Workflow orchestration platforms have historically allowed managing task dependencies within individual data pipelines. While this is a good start, what if you have dependencies between data pipelines?
Say you have some flows or directed acyclic graphs (DAGs) that ingest operational data from various sources into the staging area of your data warehouse. You then want to build some business logic downstream, but only after the previous pipelines are completed.
Many frameworks either try to avoid the issue or provide half-baked solutions, such as offering only a visual grouping of tasks without actually treating those as individual first-class objects. But the underlying problem is real, and it affects nearly every company doing analytics at scale.
Describing the problem
Imagine the following use case: you want to run data transformation jobs with the data build tool called dbt. Before you can do that, you need to ensure that all extract and load (EL) pipelines have finished. Otherwise, your dbt models that depend on the staging area would be built upon stale data. You can’t run transformations on data that hasn’t arrived yet.

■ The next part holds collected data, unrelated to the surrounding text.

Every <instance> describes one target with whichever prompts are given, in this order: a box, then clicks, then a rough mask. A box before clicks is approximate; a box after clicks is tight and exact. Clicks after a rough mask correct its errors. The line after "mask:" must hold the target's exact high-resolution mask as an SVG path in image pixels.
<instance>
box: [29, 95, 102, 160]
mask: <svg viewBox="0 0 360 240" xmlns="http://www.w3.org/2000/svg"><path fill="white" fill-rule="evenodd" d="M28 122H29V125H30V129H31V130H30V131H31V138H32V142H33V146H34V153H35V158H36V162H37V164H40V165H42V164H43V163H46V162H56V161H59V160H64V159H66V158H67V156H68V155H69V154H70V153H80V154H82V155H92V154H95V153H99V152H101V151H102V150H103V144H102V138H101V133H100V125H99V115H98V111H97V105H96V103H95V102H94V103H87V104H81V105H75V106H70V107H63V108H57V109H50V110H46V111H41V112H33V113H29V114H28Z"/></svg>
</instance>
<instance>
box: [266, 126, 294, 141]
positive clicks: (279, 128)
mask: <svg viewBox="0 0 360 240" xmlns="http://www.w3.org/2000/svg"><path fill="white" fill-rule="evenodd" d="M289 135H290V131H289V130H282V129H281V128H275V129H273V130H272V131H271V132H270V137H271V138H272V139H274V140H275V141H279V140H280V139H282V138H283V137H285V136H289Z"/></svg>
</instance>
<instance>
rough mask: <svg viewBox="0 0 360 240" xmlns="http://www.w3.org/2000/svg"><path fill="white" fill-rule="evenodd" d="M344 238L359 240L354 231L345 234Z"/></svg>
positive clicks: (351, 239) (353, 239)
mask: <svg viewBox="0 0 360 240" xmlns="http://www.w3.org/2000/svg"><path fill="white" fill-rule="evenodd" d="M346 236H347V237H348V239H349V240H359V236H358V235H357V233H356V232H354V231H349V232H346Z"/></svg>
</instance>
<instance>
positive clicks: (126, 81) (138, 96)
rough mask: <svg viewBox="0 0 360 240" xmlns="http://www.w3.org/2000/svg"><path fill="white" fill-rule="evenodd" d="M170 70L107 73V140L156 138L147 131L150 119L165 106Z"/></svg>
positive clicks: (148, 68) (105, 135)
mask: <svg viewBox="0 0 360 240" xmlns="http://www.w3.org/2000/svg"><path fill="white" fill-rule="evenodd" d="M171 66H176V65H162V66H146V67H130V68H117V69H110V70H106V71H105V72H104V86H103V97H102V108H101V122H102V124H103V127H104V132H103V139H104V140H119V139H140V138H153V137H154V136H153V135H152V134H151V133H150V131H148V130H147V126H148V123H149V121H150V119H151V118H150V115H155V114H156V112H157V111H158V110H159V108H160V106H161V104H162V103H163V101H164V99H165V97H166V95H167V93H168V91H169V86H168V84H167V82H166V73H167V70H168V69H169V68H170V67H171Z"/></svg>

While it’s possible to put all the EL jobs and the dbt run task into a single data pipeline, you wouldn’t want to do this for a few reasons.
First, the EL jobs and dbt transformations are usually written and maintained by different teams (data engineers and analytics engineers).
Second, you lose the possibility to run each of those jobs individually when an ad-hoc run is needed.
Third, you end up with one giant pipeline, which becomes difficult to maintain in the long run and causes conflicts during development.
The desired solution
The target outcome is to keep each of the data pipelines independent, but at the same time, allow them to be called from any parent pipeline as needed. Additionally, the desired implementation must also be able to detect when child flows finish their execution to ensure we don’t prematurely start any task of which upstream dependencies haven’t finished yet.
Let’s look at how this pattern can be implemented using Prefect.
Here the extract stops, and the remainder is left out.